Research has revealed a worrying skills gap, legacy security systems, poor tools and infrastructure and a lack of understanding as to securing a virtual environment effectively, as inhibitors to IT security of virtualised infrastructures today.

This is according to research by Trend Micro, which examined the most common challenges faced by businesses when it comes to securing the virtual environment.

“The results of the research is providing the industry with not only an overview of the security challenges facing the virtual environments in businesses, but also an opportunity whereby they can develop best practice methodologies that will foster innovation within the realm of virtualisation,” says Gregory Anderson, country manager at Trend Micro South Africa.

“While the research shows a lack of training and education is preventing business from keeping their virtual environments secure, it also shows that security professionals recognise the problem and are demanding investment into up-skilling their teams to better equip them to manage these new, complex IT infrastructures,” he adds.

Organisations can reap the benefits of the virtualised machine that nets them easily scaled capacity, in-house cost savings and improved processes. According to Trend Micro, virtualised environments have the potential to be as secure, if not more secure, than physical ones.

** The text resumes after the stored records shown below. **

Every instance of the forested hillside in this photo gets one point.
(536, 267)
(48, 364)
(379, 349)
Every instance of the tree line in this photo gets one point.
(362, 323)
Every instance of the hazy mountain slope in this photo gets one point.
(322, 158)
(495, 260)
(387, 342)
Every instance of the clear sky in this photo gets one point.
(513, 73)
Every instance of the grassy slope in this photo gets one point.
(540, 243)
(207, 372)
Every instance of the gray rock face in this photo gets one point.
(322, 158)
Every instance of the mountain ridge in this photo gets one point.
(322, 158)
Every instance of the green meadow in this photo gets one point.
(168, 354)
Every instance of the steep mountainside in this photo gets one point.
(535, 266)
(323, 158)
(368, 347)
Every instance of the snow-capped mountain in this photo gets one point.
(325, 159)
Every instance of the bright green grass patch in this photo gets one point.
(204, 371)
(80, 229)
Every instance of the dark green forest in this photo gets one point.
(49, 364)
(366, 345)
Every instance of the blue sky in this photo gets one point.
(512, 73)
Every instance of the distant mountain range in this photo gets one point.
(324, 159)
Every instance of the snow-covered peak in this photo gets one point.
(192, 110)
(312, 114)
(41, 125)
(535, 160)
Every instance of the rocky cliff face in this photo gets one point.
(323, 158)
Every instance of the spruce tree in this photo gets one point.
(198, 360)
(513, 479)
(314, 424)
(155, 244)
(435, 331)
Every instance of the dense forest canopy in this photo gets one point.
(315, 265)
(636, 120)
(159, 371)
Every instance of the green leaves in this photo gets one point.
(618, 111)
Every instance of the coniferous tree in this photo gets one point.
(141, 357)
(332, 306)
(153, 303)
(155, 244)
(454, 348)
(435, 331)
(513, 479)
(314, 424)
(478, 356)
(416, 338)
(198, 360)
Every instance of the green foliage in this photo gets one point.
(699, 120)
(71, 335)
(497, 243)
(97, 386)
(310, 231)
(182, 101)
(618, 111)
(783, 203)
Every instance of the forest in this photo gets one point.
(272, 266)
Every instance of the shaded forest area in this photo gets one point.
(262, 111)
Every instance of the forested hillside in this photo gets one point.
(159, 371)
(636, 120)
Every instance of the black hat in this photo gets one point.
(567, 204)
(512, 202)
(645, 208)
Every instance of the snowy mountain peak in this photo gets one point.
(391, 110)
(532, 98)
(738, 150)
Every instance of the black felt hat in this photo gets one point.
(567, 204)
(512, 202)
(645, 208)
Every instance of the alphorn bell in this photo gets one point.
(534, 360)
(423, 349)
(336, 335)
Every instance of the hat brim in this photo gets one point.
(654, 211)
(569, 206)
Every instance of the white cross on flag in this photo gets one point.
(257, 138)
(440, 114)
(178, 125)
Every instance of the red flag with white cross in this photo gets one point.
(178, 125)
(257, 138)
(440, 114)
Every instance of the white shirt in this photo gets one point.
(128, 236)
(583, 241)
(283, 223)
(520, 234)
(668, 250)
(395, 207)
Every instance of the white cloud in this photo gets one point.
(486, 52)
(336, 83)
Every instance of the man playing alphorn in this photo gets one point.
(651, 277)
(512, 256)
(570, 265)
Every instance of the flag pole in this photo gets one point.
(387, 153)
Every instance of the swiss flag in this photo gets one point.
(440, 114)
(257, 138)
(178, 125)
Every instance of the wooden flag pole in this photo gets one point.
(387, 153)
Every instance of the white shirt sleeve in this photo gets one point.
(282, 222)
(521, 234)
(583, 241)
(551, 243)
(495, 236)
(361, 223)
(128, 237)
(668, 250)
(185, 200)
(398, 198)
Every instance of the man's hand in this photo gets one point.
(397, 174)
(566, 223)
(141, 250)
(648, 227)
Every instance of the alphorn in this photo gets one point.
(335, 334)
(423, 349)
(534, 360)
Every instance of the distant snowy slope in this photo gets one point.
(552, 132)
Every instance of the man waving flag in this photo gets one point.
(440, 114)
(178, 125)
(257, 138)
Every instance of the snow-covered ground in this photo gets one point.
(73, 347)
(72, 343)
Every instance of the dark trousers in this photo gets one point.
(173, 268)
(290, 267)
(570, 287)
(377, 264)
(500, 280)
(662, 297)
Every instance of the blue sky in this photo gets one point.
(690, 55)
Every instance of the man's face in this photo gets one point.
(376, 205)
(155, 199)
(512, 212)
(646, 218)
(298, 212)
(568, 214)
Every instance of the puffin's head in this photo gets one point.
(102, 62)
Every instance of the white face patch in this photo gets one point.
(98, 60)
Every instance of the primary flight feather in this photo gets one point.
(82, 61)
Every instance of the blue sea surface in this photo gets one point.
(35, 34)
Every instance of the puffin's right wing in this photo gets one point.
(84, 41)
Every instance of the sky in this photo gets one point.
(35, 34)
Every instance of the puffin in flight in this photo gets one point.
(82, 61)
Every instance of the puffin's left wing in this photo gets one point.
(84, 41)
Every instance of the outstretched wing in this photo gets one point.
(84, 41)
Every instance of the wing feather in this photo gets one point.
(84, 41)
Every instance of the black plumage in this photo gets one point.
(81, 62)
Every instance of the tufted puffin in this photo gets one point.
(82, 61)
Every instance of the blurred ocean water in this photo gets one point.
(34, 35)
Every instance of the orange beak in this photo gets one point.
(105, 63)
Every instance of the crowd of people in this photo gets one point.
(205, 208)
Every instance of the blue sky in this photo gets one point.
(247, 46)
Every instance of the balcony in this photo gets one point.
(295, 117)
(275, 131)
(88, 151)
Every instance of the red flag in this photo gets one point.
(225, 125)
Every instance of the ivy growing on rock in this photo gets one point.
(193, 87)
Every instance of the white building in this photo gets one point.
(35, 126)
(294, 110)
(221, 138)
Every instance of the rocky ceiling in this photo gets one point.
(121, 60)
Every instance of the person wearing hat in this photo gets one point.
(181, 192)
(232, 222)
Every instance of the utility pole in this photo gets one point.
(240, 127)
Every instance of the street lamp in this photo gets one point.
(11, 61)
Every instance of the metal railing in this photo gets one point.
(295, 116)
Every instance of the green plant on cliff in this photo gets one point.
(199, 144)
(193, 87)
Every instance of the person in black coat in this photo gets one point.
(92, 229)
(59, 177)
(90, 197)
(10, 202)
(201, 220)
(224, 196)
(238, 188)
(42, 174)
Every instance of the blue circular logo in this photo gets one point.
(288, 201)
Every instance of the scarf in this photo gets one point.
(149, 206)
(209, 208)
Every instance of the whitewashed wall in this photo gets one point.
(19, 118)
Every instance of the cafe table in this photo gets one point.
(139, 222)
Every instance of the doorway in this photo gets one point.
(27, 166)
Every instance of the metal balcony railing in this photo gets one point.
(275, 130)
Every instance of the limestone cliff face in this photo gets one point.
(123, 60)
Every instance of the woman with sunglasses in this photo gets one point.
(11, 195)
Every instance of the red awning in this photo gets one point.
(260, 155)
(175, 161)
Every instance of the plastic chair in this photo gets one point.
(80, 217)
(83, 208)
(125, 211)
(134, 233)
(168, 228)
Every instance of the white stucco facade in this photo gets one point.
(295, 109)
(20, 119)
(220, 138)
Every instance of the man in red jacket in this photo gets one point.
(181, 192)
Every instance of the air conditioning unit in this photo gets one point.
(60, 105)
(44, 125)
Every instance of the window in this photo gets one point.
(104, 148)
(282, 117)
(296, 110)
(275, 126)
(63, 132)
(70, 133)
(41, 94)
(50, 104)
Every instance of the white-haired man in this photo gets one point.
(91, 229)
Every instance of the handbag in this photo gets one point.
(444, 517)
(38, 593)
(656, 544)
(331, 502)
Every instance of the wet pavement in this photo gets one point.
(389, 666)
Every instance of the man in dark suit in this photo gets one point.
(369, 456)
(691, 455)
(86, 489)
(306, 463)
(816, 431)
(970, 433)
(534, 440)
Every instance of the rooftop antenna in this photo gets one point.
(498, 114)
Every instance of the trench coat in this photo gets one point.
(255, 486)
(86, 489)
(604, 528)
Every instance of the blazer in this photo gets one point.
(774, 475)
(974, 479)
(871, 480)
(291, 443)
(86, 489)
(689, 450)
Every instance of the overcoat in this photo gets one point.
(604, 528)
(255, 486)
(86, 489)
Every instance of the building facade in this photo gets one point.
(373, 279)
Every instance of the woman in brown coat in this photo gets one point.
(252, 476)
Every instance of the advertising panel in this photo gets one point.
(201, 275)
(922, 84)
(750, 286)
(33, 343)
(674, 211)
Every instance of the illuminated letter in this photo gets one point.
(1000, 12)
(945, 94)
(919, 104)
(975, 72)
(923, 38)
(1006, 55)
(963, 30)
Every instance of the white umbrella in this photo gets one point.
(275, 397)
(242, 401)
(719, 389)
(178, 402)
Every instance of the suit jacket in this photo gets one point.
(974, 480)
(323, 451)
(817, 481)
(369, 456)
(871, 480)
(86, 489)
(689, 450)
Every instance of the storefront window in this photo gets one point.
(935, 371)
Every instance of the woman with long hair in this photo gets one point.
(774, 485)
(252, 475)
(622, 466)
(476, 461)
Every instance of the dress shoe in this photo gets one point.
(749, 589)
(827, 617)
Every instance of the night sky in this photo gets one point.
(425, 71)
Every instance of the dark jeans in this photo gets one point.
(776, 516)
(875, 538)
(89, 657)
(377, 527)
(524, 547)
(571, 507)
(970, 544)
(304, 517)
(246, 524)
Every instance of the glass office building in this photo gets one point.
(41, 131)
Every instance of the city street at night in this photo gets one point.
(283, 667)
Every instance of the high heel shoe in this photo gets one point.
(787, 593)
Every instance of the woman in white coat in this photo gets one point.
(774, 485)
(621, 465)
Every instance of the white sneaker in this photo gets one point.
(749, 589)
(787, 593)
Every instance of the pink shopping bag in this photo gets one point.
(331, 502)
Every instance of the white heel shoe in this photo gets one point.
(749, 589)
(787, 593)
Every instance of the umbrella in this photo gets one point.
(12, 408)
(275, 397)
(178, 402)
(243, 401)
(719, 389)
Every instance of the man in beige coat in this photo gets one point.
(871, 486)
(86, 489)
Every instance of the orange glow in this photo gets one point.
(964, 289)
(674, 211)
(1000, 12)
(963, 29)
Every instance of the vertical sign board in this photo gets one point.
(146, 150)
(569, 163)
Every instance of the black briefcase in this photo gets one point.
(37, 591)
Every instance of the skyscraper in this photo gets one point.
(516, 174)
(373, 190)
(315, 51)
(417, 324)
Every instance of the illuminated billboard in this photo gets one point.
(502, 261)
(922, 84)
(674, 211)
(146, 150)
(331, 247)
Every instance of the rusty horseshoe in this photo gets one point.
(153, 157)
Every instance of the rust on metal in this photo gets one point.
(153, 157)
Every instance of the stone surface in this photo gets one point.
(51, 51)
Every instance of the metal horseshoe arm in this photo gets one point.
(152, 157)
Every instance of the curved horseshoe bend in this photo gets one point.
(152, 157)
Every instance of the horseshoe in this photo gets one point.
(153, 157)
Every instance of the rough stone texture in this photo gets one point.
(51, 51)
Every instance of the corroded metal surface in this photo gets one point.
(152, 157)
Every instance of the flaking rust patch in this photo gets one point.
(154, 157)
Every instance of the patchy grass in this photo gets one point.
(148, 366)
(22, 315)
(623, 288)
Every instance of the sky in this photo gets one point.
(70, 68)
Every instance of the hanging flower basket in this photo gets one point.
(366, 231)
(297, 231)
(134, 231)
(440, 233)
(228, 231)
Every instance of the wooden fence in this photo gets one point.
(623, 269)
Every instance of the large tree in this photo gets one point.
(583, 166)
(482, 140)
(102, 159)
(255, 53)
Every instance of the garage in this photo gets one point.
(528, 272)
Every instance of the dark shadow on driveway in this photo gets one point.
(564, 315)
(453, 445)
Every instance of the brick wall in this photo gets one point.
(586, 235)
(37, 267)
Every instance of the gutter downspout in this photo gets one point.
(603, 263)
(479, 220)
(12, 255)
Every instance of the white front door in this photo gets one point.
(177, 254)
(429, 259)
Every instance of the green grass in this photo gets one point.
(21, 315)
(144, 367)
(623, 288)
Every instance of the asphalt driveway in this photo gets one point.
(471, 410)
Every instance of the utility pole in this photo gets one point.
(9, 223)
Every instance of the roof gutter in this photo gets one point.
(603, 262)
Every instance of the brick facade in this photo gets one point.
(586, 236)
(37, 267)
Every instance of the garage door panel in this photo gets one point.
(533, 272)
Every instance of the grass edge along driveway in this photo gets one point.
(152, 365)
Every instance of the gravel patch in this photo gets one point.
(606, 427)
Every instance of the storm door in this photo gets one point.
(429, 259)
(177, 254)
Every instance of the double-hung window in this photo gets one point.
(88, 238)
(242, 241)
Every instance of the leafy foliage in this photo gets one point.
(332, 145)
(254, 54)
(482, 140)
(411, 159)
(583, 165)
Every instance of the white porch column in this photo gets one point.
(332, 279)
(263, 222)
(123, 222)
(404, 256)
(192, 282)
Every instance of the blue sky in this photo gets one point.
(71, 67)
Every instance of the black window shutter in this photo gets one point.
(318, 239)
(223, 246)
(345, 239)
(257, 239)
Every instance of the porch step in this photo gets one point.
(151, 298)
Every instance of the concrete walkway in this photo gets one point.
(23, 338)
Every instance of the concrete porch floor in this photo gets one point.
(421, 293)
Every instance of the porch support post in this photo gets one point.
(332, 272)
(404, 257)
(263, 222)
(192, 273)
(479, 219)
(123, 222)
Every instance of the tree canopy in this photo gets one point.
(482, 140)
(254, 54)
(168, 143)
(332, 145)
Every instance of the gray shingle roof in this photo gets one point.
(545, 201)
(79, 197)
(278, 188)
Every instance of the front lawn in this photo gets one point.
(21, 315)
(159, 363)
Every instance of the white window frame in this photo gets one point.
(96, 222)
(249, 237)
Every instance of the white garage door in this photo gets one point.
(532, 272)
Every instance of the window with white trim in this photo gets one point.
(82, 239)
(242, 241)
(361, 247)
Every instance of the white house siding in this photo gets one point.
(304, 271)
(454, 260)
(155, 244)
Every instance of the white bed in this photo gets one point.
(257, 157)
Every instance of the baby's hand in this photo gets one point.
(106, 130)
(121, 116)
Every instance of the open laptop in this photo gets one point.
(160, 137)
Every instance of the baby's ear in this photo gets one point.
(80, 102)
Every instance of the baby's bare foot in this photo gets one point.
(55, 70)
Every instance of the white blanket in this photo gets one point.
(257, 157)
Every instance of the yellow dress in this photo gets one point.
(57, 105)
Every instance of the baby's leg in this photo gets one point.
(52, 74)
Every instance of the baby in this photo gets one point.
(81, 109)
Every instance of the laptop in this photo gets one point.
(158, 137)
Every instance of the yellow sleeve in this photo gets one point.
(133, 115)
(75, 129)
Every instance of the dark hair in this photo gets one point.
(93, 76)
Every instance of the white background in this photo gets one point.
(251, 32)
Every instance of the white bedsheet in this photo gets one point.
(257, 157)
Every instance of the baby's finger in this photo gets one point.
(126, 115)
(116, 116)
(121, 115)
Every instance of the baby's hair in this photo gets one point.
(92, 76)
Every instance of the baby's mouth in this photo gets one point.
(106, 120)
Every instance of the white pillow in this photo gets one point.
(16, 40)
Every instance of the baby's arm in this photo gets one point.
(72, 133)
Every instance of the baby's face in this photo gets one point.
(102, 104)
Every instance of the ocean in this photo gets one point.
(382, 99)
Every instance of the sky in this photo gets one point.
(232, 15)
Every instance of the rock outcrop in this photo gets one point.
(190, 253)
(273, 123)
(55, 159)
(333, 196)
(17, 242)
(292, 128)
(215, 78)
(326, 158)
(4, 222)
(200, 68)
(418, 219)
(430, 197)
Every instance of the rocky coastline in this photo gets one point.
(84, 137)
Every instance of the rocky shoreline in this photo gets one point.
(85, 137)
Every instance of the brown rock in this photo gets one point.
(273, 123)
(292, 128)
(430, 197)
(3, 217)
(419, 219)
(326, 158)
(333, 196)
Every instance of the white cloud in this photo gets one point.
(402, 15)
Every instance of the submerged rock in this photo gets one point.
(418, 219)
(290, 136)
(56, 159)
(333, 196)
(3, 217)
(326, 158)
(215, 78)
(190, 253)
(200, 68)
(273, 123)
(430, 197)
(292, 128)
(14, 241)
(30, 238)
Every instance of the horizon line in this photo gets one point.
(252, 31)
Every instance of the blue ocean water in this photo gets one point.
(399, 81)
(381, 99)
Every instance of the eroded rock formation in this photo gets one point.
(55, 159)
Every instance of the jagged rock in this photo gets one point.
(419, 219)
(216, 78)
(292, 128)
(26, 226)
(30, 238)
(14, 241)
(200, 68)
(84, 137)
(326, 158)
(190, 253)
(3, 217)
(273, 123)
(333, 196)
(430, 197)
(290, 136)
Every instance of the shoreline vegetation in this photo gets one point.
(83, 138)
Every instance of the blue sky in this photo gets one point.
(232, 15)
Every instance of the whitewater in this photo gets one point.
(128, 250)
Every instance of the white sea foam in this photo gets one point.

The demand for virtualised environments, particularly with a view to growing these into the cloud, is booming with the market expected to grow significantly over the next three years. This is further supported by the research that states that over 70% of those surveyed by Trend Micro had updated their technology infrastructures and further embraced virtualisation over the past year.

The report showed that over 90% of businesses saw security as an integral part of moving to a virtualised environment. The respondents recognised the importance of aligning business and IT goals and also understand the need to factor security into the wider corporate virtualisation roadmap.

It is against this backdrop that enterprises should consider deploying one security policy across the whole infrastructure – physical, virtual and cloud. This can be managed from a single console, which makes it easier to run and manage and ensures that the levels of security are tighter.

“While it is important to deploy a single security policy across your business it is still important that you don’t simply roll out a security solution that is hard wired for a physical environment and then deploy this in a virtual environment. At Trend Micro we have developed agentless security solutions that are able to secure the virtual environment regardless of where the physical infrastructure resides.

“It may be tempting to take the security solutions we already have and then emulate them across the business, or patch them into the virtualised environment. But unless these know how to behave against virtual security attacks – they will be ineffective and could be damaging to your business,” adds Anderson.

The report saw over half the respondents using the same security tools in a virtualised environment as they did in the physical, which only serves to highlight how vulnerable businesses today are in light of the new era of computing.